In my adult life, there have been occasional flashes of emotional connection to a piece - Holst’s Jupiter, Bringer of Joy, for example, has been a favorite since college. But the unique mix of factors that has been this pandemic year prompted my effort to make sense of it all. Living by yourself under quarantine gives you a lot of time alone with your thoughts, and I’ve found that following a complex piece of music can help me stay in the moment while I’m unloading the dishwasher, or cleaning out the shower drain, or whatever else we’re all doing these days. I think it’s also part of the “pandemic baking” phenomenon - when you’ve got a lot of time on your hands, might as well learn something new. (To that end, I highly recommend Dacia Clay’s Classical Classroom podcast, born in my very own hometown of Houston. It introduced me to Camille Saint-Saëns’ Symphony No. 3, which has an organ in it and will make you want to punch stuff in a really good way.)

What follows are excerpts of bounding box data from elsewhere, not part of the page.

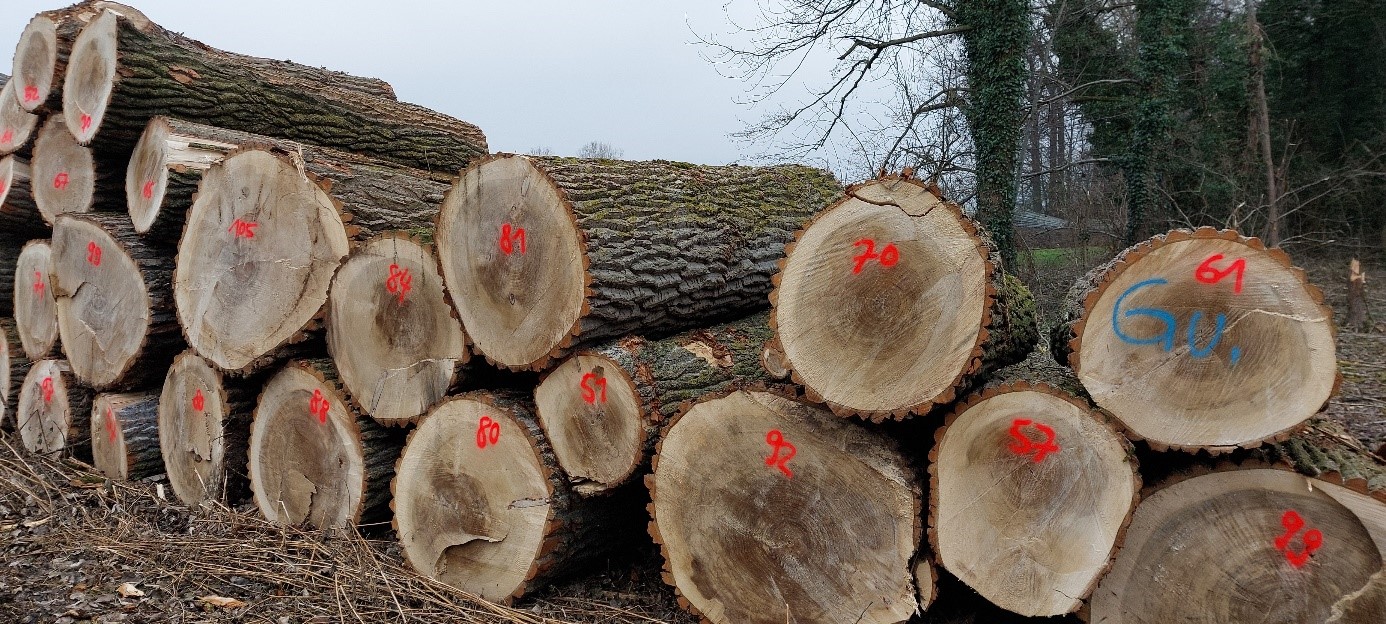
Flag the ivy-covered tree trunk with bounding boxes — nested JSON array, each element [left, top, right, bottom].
[[1121, 0, 1193, 245], [954, 0, 1030, 266]]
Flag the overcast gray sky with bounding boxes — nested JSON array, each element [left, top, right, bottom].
[[0, 0, 826, 164]]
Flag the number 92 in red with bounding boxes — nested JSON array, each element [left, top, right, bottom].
[[852, 239, 900, 273]]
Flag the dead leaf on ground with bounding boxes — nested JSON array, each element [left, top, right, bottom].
[[198, 596, 245, 609]]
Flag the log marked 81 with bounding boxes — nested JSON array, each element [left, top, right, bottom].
[[1112, 254, 1246, 366]]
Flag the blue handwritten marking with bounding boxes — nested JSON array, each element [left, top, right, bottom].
[[1112, 277, 1242, 366]]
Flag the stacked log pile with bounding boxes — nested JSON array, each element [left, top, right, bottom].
[[0, 0, 1386, 624]]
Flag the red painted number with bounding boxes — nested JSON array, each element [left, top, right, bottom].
[[1010, 419, 1059, 462], [1193, 254, 1246, 293], [226, 219, 259, 239], [852, 239, 900, 273], [385, 265, 414, 304], [1275, 509, 1324, 567], [582, 373, 606, 404], [477, 416, 500, 448], [308, 388, 327, 424], [105, 408, 116, 444], [765, 428, 798, 478], [500, 223, 525, 255]]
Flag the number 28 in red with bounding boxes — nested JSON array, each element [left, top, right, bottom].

Still, opera remained the deep end to my kiddie pool - until. Until! Until some random neuron fired at 5:30am the other day, when I was flopping around in bed trying to convince myself to get up. For no particular reason that I can recall, I started Googling “Figaro,” wanting to confirm the half-remembered idea that his repetitions of his own name were part of a complaint about being in such high demand. I read a full plot summary of The Marriage of Figaro before realizing that what I actually wanted was The Barber of Seville, and there, I discovered that the famous “Figaro” aria is called “Largo al factotum” (a word that always reminds me of Miranda Cosgrove in School of Rock, and that I cannot seem to convince myself doesn’t mean “know-it-all”). And when I Googled that, I found… well… this:
I mean, y’all. Look at this. Look at the sheer weapons-grade charisma Mattei is wielding as Figaro. Look at the drunk gal fixing her boobs. Look at the horde of women pulling his enormous barber-cart. Look at the tooth extraction mid-song. Look at the live donkey. This is so extra. I’m obsessed with it.
Turns out, you can rent this production (it’s the 2007 staging of Il Barbiere di Siviglia and you should absolutely do it) from The Met Opera’s website for $5. I just finished watching it and I have no regrets. Seeing Peter Mattei swagger around the stage like a self-satisfied cat was everything that I had hoped for, but I found so many other moments of genuine delight - from a giant anvil crushing a pumpkin cart, to Juan Diego Flórez’ “Ah il più lieto, il più felice”; from catching two women in Figaro’s entourage making out, to Joyce DiDonato’s ferocious “Una voce poco fa”.
I loved watching this. I loved learning a bit about the form, and about the context of Figaro himself, who it turns out is something of a cultural symbol. I don’t think that opera will become part of my regular rotation, but now that it’s demystified a little it has definitely hooked me, and I’ll be watching more. I’m also already deep in the Peter Mattei rabbit hole, and am planning to set aside time tomorrow to listen to his Winterreise (there’s that Schubert again). I feel sorry for all my loved ones who Absolutely Do Not Care about any of this, but are going to have to listen to me talk about it for the next six months. I promise I’ll try to keep it contained.
So, I guess in short - opera: pretty rad. Who knew?